Here's my take on things:
Why wouldn't it make sense to compute a Kendall's τ for a large sample?
If time is really an issue, there are other options for nonparametric correlation statistics. From my understanding, Kendall's tau was meant for small samples (<100 observations). So why not use Spearman's rank?
SPSS documentation has some guidance for this:
https://statistics.laerd.com/spss-tutorials/kendalls-tau-b-using-spss-statistics.php
In general, you may not want to compute Kendall's tau if time is a serious issue. There are other alternatives that have a lower computation time such as Spearman's Rank. Out of curiosity, I timed Kendall's tau against Spearman's rank on 80+ million rows. Spearman took 4.5 mins, and after 20+ minutes, I terminated Kendall's tau. Here's a replication with a smaller sample size (80k):
n = 80000
x <- rnorm(n = n)
y <- rnorm(n = n)
z <- rpois(n = n, lambda = 5)
test <- data.frame(z, x, y)
start <- Sys.time()
cor(x = test, method = "spearman")
end <- Sys.time()
end - start
#Time difference of 0.1559448 secs
start <- Sys.time()
cor(x = test, method = "kendall")
end <- Sys.time()
end - start
#Time difference of 8.224911 mins
#too damn long!
Is there some reason τ is less useful or meaningful with larger samples?

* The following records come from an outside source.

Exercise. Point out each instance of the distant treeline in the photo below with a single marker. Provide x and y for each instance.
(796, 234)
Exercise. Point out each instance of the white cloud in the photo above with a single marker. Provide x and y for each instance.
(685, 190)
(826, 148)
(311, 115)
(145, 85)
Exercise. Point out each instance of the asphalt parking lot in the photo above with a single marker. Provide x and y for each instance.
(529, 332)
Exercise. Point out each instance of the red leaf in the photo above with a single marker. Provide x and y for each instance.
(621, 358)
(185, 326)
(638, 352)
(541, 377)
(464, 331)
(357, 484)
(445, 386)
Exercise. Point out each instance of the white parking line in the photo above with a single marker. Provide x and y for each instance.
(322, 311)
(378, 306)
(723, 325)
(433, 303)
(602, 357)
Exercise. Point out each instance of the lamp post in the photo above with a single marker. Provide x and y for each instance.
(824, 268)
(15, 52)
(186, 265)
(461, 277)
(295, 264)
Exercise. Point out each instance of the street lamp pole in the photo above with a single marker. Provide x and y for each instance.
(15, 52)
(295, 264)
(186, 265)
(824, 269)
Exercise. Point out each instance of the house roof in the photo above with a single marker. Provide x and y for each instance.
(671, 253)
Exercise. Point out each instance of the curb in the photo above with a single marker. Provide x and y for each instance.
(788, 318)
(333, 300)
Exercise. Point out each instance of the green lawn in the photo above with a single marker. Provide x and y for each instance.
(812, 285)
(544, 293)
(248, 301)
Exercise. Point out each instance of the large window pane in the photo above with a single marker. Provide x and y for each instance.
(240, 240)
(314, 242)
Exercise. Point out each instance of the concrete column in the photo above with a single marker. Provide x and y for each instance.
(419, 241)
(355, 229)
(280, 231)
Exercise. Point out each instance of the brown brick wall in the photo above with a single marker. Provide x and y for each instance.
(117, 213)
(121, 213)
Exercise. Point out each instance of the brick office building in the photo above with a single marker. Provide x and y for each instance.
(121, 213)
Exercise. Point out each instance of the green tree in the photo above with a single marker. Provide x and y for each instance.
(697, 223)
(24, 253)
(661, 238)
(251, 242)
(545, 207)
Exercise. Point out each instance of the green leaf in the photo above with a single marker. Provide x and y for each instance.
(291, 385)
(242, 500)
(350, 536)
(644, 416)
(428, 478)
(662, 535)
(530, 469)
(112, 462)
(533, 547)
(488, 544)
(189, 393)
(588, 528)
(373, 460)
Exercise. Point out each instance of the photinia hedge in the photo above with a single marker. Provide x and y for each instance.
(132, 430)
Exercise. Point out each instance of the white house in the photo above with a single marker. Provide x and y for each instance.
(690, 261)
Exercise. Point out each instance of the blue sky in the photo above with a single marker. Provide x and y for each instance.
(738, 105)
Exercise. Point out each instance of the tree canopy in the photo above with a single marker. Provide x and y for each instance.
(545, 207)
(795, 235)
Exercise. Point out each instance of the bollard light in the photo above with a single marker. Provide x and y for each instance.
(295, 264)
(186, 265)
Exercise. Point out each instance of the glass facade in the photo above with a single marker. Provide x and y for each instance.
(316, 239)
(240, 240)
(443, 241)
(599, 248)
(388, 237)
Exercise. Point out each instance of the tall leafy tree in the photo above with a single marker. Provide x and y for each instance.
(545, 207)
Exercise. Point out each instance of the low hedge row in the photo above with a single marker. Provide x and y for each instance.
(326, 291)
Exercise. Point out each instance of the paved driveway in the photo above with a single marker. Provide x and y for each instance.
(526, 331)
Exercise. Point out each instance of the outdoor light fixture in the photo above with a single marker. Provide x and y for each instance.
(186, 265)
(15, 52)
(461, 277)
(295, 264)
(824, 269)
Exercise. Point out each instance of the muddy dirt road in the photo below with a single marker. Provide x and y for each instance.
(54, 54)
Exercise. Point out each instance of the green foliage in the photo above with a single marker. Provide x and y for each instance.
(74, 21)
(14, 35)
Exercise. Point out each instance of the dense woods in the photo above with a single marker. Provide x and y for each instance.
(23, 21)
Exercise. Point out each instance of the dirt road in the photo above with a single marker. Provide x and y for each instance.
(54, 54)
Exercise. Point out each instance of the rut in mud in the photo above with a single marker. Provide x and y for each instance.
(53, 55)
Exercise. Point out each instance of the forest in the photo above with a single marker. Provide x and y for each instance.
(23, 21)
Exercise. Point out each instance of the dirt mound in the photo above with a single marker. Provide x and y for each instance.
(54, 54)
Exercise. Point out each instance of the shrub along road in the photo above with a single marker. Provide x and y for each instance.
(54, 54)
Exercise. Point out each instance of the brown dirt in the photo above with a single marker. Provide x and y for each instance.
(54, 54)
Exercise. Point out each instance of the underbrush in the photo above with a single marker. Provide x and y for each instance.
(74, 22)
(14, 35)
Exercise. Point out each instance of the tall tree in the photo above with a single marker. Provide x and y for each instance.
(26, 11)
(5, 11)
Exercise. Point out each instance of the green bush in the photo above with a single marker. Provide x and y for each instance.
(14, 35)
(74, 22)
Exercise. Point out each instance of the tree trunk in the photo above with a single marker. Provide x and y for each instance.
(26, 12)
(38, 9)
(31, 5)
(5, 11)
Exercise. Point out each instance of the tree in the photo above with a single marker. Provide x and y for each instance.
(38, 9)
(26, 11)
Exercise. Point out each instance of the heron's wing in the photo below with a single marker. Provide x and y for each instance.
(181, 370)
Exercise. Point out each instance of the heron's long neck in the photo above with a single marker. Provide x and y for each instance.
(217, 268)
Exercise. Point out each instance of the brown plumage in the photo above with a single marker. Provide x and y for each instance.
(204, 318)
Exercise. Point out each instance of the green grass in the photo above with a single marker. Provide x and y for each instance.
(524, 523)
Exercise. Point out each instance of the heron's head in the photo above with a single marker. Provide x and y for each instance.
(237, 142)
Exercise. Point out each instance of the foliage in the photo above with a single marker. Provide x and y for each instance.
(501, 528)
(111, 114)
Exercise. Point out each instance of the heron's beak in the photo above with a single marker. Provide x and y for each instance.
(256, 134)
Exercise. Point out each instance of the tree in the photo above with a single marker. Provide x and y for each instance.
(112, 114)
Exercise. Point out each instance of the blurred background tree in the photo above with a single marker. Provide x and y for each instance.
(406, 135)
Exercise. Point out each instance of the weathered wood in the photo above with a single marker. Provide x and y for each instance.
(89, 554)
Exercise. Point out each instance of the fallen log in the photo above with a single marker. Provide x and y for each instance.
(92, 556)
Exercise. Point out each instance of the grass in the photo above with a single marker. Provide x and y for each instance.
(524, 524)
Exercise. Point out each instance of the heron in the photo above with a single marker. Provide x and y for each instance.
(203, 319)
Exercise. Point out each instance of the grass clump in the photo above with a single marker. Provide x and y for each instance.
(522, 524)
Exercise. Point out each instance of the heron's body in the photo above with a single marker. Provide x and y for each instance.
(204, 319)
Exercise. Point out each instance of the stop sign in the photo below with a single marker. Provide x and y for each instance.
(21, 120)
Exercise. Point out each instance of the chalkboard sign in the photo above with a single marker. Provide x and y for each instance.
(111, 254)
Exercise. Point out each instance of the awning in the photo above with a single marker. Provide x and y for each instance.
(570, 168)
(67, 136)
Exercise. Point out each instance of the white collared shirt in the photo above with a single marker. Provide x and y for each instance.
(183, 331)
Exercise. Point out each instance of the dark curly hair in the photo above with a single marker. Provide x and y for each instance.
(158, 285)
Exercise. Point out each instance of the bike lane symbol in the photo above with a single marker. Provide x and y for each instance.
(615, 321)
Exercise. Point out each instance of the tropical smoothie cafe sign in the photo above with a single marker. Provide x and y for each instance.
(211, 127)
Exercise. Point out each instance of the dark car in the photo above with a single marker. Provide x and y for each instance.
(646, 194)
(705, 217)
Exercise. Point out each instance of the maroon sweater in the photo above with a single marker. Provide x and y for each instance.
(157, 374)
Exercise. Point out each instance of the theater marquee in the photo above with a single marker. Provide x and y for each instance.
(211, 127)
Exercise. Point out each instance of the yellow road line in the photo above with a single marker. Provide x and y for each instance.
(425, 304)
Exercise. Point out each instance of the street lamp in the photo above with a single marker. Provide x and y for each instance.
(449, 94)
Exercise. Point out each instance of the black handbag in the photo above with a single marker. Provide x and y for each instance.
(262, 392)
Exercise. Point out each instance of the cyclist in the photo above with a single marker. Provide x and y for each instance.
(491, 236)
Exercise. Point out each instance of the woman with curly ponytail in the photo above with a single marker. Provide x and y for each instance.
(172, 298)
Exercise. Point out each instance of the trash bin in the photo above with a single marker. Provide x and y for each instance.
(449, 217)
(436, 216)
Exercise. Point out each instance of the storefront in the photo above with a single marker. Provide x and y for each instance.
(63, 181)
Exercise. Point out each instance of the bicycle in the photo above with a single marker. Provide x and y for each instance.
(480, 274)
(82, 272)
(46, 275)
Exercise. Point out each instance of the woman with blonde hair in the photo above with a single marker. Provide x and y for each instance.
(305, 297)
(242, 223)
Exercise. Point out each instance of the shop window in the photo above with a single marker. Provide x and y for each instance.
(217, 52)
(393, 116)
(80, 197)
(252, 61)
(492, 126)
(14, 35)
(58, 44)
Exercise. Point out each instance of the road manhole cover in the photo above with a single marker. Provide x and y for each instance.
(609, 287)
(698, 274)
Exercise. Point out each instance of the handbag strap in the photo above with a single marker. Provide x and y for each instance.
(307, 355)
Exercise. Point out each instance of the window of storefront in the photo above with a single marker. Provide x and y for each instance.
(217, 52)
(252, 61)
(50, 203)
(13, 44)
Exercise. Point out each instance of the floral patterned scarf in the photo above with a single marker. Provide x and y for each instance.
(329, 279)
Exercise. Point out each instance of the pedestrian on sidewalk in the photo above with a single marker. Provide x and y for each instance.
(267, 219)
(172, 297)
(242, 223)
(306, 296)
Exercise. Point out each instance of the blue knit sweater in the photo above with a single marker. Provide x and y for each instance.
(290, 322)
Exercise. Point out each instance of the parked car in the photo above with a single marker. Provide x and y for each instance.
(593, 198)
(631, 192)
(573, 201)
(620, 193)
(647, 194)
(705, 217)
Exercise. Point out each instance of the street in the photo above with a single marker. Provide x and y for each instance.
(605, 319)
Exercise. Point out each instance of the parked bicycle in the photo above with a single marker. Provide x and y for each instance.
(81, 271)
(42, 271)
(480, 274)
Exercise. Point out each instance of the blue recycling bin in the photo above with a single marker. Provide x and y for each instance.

I don't think Kendall's tau loses meaning with larger data sets, it just takes too long to compute. I think if someone really wanted to use Kendall's tau, they could parallelize certain steps in the computation. Here's a discussion on the general computation:
http://adereth.github.io/blog/2013/10/30/efficiently-computing-kendalls-tau/
Or is it just that τ is hard to compute and you might as well approximate it by randomly sampling pairs of points and checking how often they agree?
I'm usually against resampling. If data is under 20GB, in most cases, you can figure out how to run your computations without needing to resample, if time permits. However, if you're in a time crunch, then you can try a bootstrapped correlation with a limited number of runs. However, if your data set is large, this will have it's own computation issues if you do not parallelize the bootstrap runs.
However, if you don't really NEED Kendall's tau, why not use spearman's rank?